Он был когда-то ее мужем и, кроме того, был моим отчимом, хотя юридически это усыновление так никогда и не было оформлено.

Речь идет о человеке, которого звали Гансом Нидерле.

Тот самый товарищ Ганс, которому посвящены сценарий фильма «Они не пройдут», и повесть, которая так и называется — «Товарищ Ганс», и мой более поздний роман «Нежный возраст».

Странно: встречаясь с ним в маминой келье на Рождественском бульваре, я никак не мог избавиться от ощущения цикличности, зеркальности, двойственности прожитой жизни, где все события как бы возвращались к своему началу, где всё

воспроизводилось заново, даже обстановка былых лет, будто бы декорация заигранного спектакля.

В самом деле, я как сейчас помню его первое появление в доме у Рыбной площади, где мама сняла комнатенку — еще там, в Харькове, — и он явился туда в гости с далеко идущими целями, нацепив на шею буржуйский галстук-бабочку.

Мама и тогда усадила нас за накрытый стол, а сама убежала на кухню, где варился украинский борщ — его обалденный запах было слышно издалека.

Чтобы преодолеть неловкость, мы заговорили с ним о текущей политике: о фашистах, от которых австрийские шуцбундовцы драпали на лыжах через Альпы, а это было ночью, в сильный буран.

«Мы нитшего не видеть, — рассказывал мне, пацаненку, этот взрослый человек. — Абер… но они тоже нитшего не видеть, пуф-пуф, не попаль…» — вот так он тогда изъяснялся на русском языке.

С тех пор прошло сорок лет.

Он воевал в Испании. Потом была большая война — он делал танки на Алтае, в Сибири. Потом его послали в родную Вену выкачивать репарации в пользу Советского Союза. Он звал нас ехать вместе с ним, но я наотрез отказался, а мама не решилась оставлять меня одного. Там, в Австрии, его захомутала другая баба, тоже русская. Она заставила его развестись с женой, да еще настрочила письмецо куда следует: мол, так и так, первый муж у нее — враг народа, а родные сестры — белогвардейки… Маму исключили из партии, выгнали с работы.
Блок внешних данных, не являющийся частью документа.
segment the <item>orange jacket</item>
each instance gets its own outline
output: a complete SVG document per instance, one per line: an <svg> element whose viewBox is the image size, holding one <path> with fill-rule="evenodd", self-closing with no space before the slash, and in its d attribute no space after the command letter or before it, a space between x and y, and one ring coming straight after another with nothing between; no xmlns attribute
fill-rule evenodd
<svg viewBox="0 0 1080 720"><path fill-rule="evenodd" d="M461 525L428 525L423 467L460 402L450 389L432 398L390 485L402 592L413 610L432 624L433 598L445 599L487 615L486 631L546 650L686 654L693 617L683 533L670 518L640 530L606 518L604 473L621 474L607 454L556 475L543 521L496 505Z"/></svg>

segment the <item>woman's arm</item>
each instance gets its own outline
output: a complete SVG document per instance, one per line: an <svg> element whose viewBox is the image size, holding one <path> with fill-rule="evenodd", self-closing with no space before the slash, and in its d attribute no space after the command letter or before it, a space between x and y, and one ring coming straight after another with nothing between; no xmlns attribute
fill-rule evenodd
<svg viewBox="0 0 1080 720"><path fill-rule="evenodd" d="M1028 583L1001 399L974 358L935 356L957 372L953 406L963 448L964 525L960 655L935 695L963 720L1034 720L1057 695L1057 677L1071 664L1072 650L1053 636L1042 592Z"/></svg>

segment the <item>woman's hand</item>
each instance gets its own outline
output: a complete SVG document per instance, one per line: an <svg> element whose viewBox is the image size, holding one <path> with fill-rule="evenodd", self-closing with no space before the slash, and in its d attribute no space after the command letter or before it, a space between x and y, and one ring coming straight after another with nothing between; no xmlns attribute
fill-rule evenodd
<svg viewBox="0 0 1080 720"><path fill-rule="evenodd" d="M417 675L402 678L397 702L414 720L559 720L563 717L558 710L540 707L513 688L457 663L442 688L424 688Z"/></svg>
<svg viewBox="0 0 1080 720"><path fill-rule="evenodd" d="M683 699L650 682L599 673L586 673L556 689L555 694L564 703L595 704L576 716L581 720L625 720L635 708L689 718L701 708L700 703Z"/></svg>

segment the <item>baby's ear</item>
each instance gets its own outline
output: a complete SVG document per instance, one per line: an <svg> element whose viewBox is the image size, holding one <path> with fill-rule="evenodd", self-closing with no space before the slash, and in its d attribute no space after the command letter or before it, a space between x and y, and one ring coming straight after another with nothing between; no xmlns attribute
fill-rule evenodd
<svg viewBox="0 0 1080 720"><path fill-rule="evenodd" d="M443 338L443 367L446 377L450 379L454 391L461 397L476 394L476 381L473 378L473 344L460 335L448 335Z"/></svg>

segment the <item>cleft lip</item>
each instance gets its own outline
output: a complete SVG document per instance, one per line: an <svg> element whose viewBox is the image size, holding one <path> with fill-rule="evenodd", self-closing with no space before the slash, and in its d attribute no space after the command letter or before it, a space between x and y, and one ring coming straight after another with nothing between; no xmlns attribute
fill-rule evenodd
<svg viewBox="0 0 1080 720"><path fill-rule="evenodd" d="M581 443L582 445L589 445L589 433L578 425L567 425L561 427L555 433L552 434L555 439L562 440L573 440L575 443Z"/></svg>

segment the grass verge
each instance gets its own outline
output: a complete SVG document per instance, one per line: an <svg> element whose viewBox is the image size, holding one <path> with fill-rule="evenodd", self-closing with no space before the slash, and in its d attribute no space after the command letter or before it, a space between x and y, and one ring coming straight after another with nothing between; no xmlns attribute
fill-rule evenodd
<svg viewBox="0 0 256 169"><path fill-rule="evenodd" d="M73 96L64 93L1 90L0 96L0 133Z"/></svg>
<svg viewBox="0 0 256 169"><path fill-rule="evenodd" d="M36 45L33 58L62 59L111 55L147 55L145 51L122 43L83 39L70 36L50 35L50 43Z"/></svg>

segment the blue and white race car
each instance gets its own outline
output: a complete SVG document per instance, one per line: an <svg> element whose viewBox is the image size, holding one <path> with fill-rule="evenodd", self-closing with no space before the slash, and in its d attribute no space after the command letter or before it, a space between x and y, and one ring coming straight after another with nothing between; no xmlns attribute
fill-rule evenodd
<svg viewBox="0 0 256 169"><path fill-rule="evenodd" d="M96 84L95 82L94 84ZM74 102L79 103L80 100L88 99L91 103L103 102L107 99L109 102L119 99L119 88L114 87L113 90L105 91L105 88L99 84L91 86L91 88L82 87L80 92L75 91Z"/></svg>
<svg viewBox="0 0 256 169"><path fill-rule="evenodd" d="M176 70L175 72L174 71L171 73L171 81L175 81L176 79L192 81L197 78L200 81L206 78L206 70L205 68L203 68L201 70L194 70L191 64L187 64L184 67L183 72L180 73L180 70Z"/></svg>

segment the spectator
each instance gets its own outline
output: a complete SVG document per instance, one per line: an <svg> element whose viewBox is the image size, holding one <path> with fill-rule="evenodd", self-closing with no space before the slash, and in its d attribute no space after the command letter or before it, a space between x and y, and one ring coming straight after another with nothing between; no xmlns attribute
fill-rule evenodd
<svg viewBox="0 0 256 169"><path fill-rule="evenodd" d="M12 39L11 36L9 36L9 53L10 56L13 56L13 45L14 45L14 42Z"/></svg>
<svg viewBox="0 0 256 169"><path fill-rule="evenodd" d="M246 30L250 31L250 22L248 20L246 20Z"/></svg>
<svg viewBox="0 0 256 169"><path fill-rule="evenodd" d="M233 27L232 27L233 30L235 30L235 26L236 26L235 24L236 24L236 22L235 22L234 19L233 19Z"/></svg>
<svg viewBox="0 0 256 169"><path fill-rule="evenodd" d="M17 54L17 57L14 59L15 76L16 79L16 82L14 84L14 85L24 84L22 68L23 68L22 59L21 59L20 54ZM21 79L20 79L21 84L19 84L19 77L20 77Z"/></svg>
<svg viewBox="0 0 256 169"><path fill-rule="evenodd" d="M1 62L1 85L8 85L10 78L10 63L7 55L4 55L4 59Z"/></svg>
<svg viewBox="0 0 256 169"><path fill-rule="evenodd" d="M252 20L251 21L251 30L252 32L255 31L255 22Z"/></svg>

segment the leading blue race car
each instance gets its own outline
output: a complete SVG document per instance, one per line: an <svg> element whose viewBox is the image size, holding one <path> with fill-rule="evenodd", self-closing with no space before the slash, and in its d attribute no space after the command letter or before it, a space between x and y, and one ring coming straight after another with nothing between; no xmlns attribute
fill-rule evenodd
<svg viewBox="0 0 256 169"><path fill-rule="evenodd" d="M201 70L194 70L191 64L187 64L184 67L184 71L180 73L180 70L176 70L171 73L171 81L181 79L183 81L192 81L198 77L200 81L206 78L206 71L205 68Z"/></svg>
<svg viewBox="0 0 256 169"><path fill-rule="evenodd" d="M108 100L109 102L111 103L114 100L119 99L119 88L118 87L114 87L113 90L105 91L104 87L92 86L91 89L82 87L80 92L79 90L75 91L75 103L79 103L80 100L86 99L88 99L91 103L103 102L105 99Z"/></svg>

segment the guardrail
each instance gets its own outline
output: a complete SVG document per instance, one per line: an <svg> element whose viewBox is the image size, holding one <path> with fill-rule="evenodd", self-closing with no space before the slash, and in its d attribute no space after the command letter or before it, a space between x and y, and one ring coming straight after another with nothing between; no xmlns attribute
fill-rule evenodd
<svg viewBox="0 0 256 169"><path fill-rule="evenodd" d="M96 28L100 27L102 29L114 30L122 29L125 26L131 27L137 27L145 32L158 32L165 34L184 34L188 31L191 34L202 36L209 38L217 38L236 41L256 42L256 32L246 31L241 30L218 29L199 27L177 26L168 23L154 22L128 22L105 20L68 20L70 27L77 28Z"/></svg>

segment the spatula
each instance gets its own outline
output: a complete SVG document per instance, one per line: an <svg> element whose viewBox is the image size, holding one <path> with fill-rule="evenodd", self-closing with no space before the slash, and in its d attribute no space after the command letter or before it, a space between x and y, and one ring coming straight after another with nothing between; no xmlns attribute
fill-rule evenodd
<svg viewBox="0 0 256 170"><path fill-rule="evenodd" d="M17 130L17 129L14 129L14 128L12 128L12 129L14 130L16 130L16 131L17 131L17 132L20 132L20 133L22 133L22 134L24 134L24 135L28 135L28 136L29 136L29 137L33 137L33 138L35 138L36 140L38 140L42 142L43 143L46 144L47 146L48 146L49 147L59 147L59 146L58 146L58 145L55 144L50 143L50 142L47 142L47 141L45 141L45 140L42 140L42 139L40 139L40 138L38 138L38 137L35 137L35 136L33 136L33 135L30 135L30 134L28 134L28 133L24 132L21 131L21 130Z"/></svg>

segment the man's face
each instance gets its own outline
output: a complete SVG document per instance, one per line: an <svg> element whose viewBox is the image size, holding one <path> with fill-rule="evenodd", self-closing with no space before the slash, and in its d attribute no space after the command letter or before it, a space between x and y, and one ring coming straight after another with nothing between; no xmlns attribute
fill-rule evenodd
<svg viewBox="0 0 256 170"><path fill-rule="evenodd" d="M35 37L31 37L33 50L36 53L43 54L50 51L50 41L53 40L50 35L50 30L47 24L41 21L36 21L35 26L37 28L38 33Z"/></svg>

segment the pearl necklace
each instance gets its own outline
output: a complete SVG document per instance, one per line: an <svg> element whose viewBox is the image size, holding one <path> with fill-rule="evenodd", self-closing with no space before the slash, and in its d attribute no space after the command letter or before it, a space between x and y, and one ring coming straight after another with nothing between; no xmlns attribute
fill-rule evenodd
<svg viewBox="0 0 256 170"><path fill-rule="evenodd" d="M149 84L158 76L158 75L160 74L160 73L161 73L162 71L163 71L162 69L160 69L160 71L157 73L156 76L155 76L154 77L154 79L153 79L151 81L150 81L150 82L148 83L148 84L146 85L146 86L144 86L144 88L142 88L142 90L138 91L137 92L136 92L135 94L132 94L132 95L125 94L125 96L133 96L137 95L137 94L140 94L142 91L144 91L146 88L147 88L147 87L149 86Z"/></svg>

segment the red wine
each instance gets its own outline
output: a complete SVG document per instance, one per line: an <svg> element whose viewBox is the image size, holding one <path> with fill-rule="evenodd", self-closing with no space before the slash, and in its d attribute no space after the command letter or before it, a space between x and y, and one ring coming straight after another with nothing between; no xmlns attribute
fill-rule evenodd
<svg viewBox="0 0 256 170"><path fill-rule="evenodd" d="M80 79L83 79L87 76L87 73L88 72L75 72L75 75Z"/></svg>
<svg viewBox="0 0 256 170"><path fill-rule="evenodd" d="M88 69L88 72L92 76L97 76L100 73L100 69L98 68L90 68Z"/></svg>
Меня тоже помытарили изрядно, однако пощадили.

То есть в родной Вене Гансу тоже не сильно посчастило. Он вернулся в отечество мирового пролетариата, стал работать на заводе сухой штукатурки. Постарел, обрюзг. Супруга держала его в крепкой узде. Но иногда он урывал часок, чтобы свидеться с мамой. Ведь они попрежнему любили друг друга. Я даже думаю, что Ганс был единственным мужчиной, которого по-настоящему любила моя мать. Но уж так распорядилась судьба…

И вот мы опять сидим за столом в крохотной комнатушке коммунальной квартиры, как тогда, — но уже не в Харькове, а в Москве. И мама опять убегает на кухню, откуда доносится обморочный запах украинского борща.

Ганс откупоривает бутылку «Столичной».

Расспрашивает меня о жизни.

Конечно, мне хочется порадовать человека, преподавшего мне в раннем детстве революционные идеалы. И я стараюсь порадовать его тем, что у нас, в нашем общем отечестве мирового пролетариата, дела идут о’кэй!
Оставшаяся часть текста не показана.